Wilder, the South Yorkshire club’s manager, sanctioned Calvert-Lewin’s departure after receiving an improved offer, potentially worth around £1.4m, from Goodison Park’s hierarchy last night. Although the teenage centre-forward boasted plenty of admirers behind the scenes at Bramall Lane, not least because he was among the most approachable members of United’s first team squad, Wilder and his coaching staff took the decision that a seven figure sum for a player yet to command a regular starting role was simply too good to turn down.
But their thinking - despite suggestions to the contrary, United’s owners did not push for the sale - also reveals why Wilder is so determined to win promotion at the first time of asking. Only by reaching the Championship, senior figures acknowledge, can United expect to retain their best home grown talent on a long-term basis. If Calvert-Lewin had to be sacrificed to achieve that aim then, so be it.

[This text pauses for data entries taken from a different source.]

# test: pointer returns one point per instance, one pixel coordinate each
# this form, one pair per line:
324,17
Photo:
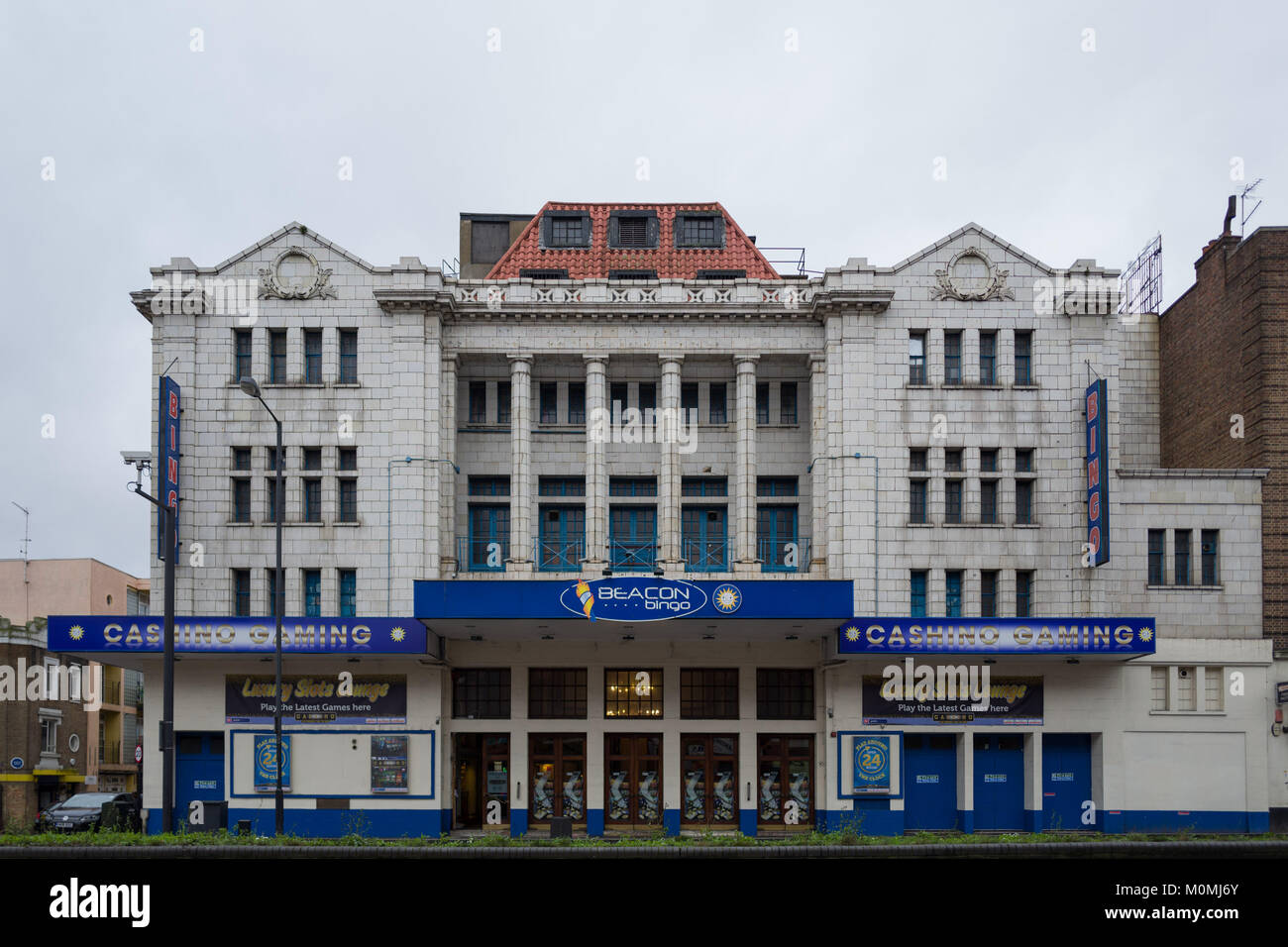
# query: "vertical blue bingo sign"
167,457
1098,472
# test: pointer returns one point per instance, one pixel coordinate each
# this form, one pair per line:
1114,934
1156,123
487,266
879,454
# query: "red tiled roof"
670,263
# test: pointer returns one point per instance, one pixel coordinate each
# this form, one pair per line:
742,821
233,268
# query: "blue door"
1065,780
999,783
198,771
928,781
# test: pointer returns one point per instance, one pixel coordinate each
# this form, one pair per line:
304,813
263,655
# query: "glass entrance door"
786,763
709,780
632,781
558,777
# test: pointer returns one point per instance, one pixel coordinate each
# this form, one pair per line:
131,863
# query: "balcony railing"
704,556
784,554
553,556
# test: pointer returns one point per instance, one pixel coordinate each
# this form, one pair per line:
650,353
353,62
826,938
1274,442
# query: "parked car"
82,812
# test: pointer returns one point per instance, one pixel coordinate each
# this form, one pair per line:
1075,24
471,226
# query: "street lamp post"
250,386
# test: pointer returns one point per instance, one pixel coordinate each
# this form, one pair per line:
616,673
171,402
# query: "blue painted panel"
198,775
928,784
999,784
1065,780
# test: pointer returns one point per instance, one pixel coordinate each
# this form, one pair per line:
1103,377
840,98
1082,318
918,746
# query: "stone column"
596,464
520,463
818,450
447,482
745,464
669,472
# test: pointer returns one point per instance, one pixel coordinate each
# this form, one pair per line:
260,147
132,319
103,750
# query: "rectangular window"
313,356
785,694
502,403
917,359
988,359
241,592
243,354
269,586
690,401
562,486
348,356
787,402
277,356
478,402
481,693
704,486
312,501
777,486
632,486
988,594
988,501
952,359
557,693
488,486
549,398
915,501
578,402
708,693
1022,594
1183,557
627,693
1158,686
1022,359
917,603
313,592
348,582
1209,549
1024,501
1157,544
952,501
241,500
953,592
717,401
347,500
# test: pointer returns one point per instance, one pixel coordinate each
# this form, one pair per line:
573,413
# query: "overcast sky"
192,129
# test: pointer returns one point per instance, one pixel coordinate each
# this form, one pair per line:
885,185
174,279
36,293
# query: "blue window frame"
313,592
953,589
632,536
489,538
776,539
703,535
348,592
562,544
917,605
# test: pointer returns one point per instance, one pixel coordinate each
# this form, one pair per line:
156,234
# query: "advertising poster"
389,764
1013,701
266,763
316,698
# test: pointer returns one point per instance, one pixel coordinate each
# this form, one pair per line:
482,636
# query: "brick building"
1224,382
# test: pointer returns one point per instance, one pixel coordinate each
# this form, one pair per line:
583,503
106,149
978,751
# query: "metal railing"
558,557
784,556
704,556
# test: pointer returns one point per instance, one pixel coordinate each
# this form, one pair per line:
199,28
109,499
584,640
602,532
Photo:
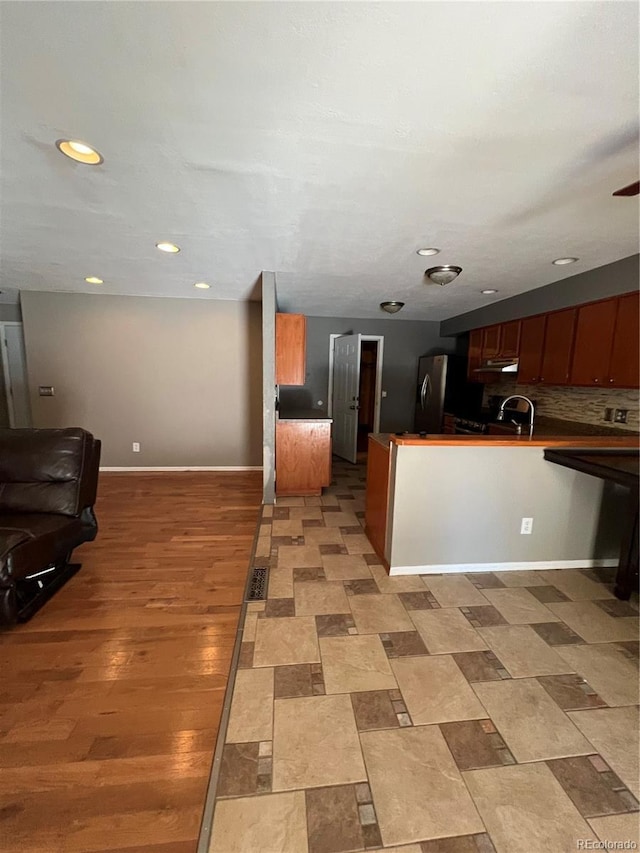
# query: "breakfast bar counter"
458,503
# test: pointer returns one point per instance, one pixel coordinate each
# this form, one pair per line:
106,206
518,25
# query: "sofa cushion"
31,542
41,470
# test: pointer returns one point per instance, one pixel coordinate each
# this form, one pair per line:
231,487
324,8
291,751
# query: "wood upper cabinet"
624,363
510,339
531,349
475,354
596,344
491,341
558,346
291,348
592,349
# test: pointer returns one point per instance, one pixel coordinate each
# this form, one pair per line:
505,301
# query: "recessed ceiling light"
79,151
392,307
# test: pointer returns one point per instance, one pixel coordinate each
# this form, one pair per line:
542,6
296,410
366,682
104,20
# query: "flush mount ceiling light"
443,274
79,151
170,248
391,307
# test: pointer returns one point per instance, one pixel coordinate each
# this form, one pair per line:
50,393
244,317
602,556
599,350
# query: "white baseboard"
448,568
134,468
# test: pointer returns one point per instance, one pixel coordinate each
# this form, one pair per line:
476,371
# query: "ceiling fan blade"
632,189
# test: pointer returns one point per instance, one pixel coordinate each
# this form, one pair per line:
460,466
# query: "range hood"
498,365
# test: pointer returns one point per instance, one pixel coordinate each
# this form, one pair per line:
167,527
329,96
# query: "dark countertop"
544,425
303,415
617,466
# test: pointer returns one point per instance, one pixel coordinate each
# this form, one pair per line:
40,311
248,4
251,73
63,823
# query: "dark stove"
470,426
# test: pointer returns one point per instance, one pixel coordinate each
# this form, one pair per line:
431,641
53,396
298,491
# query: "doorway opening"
367,393
355,391
15,409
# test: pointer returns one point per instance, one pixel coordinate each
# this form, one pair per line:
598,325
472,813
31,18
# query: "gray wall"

Nevertheless, the fact he made only one senior appearance following Wilder’s appointment in May suggests the 48-year-old harboured reservations about his ability to lead an attack this season.
Everton, who received over £80m in merit money and television revenues alone last term, can afford to take that gamble. United, who receive a £360,000 solidarity payment from the Premier League, are inevitably more risk averse.
Calvert-Lewin graduated from the Steelphalt Academy 18 months ago and Wilder said: “This is a really good deal for us and a fantastic opportunity for Dominic. We do not want to stand in the way of a young player joining a well-established Premier League club.”
Although Calvert-Lewin’s fee is officially undisclosed, The Star understands that United can expect to receive a guaranteed £1m from Everton over the course of the teenager’s contract. As is becoming increasingly common, that sum is made up of an initial six figure downpayment with the rest owed in regular instalments. United, who inserted a significant sell-on clause into the deal, will receive the remaining £400,000 if Calvert-Lewin wins an England under-21 cap or makes a senior appearance for Ronald Koeman’s side. Together with former team mate Harry Chapman, he was yesterday named in the under-19 team which hosts Brazil at Kidderminster’s Aggborough Stadium on Sunday.
Everton first made an approach for Calvert-Lewin in June but, on that occasion, refused to meet United’s asking price. Having initially proposed a package worth £450,000, they returned to the negotiating table yesterday.
“He’ll be a great acquisition to our very talented group and I think he has the opportunity here now to kick on and play at the very highest level,” David Unsworth, Everton’s under-23 coach, said. “He’s joining a massive club and this is an opportunity of a lifetime for him.”
“To go from League One to the Premier League is a massive jump,” Unsworth, the former United defender, added. “But he certainly has all of the attributes to make that jump, given time, hard work and the desire I know he has.”